Save Games; how do they work?

Depending on internationalization support (on consoles – on PC, you gotta roll your own UI), it may be a bunch of work to support naming saves in a certification-compliant way (proper UI flow, support in the game font for all supported languages, catching all the weird corner cases like blank names, name lengths, etc.). A rule of thumb is: if there is no other text input in the game, it’s reasonably likely that save slots will be used instead of named saves.

Yeah, it was pretty bad at launch. I cleared out a gigabyte worth of saves twice before I finished it the first time

Ppl, it’s very simple. The laws of physics are deterministical, meaning that a blind watchmaker could evolve the state of the game given an initial state.
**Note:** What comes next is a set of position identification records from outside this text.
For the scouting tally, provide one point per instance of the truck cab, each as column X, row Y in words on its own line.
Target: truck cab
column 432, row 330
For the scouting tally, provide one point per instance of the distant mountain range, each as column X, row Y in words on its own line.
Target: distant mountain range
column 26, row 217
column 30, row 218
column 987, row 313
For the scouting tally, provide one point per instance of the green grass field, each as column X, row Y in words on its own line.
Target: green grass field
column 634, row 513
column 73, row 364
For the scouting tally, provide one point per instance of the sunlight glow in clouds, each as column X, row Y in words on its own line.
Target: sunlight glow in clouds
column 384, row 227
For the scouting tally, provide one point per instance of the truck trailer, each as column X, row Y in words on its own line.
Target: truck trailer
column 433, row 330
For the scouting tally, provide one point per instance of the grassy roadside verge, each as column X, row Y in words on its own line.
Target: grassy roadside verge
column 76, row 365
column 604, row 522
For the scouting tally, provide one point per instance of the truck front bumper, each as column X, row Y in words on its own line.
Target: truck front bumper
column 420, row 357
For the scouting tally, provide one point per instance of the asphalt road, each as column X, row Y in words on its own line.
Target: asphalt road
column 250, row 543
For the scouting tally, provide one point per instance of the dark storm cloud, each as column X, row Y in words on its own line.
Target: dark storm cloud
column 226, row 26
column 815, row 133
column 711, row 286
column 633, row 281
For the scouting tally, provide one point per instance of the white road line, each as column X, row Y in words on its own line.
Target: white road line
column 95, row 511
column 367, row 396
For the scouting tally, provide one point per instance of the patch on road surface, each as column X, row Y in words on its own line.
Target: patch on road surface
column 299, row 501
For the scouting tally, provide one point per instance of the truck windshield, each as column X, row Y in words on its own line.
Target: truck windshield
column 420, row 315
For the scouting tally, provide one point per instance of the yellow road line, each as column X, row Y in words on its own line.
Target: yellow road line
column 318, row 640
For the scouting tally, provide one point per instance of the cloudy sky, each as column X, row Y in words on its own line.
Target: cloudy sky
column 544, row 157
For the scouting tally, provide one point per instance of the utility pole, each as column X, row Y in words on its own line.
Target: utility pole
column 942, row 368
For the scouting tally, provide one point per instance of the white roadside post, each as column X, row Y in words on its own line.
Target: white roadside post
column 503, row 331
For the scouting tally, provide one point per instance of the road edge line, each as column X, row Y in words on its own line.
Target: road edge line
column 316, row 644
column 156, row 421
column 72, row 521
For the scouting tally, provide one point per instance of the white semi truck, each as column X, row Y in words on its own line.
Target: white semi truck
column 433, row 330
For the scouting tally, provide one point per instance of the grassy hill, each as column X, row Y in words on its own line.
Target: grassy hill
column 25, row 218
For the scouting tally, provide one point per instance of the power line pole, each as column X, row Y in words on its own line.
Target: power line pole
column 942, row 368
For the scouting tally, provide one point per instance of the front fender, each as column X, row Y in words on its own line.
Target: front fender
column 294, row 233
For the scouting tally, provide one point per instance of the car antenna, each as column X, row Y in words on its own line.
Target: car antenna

So all you have to do is save the initial state, and then run everything forwards in time. The trick is that you have to run everything faster than real-time because you don’t want to spend several hours waiting for your World of Warcraft toon to level up to 85 every time. So some games like MMORTSes will save the end state and then run everything backwards in time, saving vast amounts.

You can trust me, because I always check my facts before posting nonsense to bulletin bords.

This thread is bringing back x86/PPC floating-point implementation difference and edge-cases multithreaded engine job order physics resolution debugging nightmares, thanks guys.

Don’t forget floating point precision and 3rd party code changing it willy-nilly!

You’re forgetting about the need for a good entropy reversal engine to avoid an infinite past overflow.

I’m still using the same drive, much later. Never had any drive problems. I save a lot.